Measurement and Calculation of Key Events During the Plunger Lift Cycle

Abstract

Abstract As a normal gas well's production rate declines below a critical limit, produced liquids begin to collect in the tubing or flow passage, and the gas flow is further reduced or stopped by additional liquid pressure on the formation. Many authors describe the time when liquid begins to collect in the well as the gas flow has decreased below the critical flow rate, although perhaps more reliably, the production rate will begin to drop below the original decline curve. Popular lift methods for dealing with liquid loading caused by gas rates below critical are: compression, velocity strings, beam pumps and other pumps, surfactant injection, and plunger lift. Plunger lift is a popular method for dewatering gas wells due to the low initial installation cost and due to low operation cost by using the well's stored energy to dewater the well.
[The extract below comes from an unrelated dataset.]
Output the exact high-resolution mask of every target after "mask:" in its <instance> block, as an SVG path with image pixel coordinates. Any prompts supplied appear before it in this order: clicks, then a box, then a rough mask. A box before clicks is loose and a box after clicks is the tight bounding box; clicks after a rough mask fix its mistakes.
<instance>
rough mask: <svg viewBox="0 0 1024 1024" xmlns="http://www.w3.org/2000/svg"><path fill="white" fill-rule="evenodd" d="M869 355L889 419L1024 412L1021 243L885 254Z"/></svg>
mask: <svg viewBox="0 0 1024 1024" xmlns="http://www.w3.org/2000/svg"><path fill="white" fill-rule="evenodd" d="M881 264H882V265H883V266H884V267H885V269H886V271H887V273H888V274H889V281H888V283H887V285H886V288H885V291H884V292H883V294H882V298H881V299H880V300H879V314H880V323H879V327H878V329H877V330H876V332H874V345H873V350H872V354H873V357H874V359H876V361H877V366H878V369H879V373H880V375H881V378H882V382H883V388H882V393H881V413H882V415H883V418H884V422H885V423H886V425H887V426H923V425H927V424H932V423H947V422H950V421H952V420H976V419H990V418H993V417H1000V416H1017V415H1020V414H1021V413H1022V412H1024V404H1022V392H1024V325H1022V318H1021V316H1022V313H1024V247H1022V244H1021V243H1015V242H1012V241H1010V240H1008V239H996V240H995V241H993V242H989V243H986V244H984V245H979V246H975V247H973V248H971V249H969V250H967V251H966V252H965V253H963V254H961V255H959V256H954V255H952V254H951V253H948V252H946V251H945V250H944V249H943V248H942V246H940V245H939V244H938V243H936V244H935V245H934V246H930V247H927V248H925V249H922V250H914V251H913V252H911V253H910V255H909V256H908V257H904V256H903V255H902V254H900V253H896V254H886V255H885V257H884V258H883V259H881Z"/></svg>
Plunger lift is one of the primary artificial lift methods used to overcome liquid loading problems in gas wells. A few simple rules-of-thumb are frequently used in the initial configuration of the plunger lift installation. These rules-of-thumb have been translated into mathematical algorithms to allow the operator to estimate the rise velocity of the plunger, the liquid slug size per cycle and time period intervals for the plunger cycle. Algorithms are used in this paper to calculate timings for events during the plunger lift cycle, and the times are compared to key events determined from measurements acquired at the well. For example, the minimum shut-in time calculated from one algorithm is compared to the precise time measured for the plunger to fall from the surface to the bottom of the well. Using the measured tubing and casing pressures and plunger location during the cycle along with other well parameters, the operator can verify the plunger lift system is operating as desired. Both measured plunger lift performance data and calculations from the algorithms guide the operator to effectively analyze, adjust and optimize the plunger lift installation. Acquired data from various plunger lifted wells are used to validate the algorithms presented. Information presented in this paper will assist the operator of gas wells who is suffering from gas flow rates below critical and is using plunger lift to alleviate the corresponding liquid loading problem.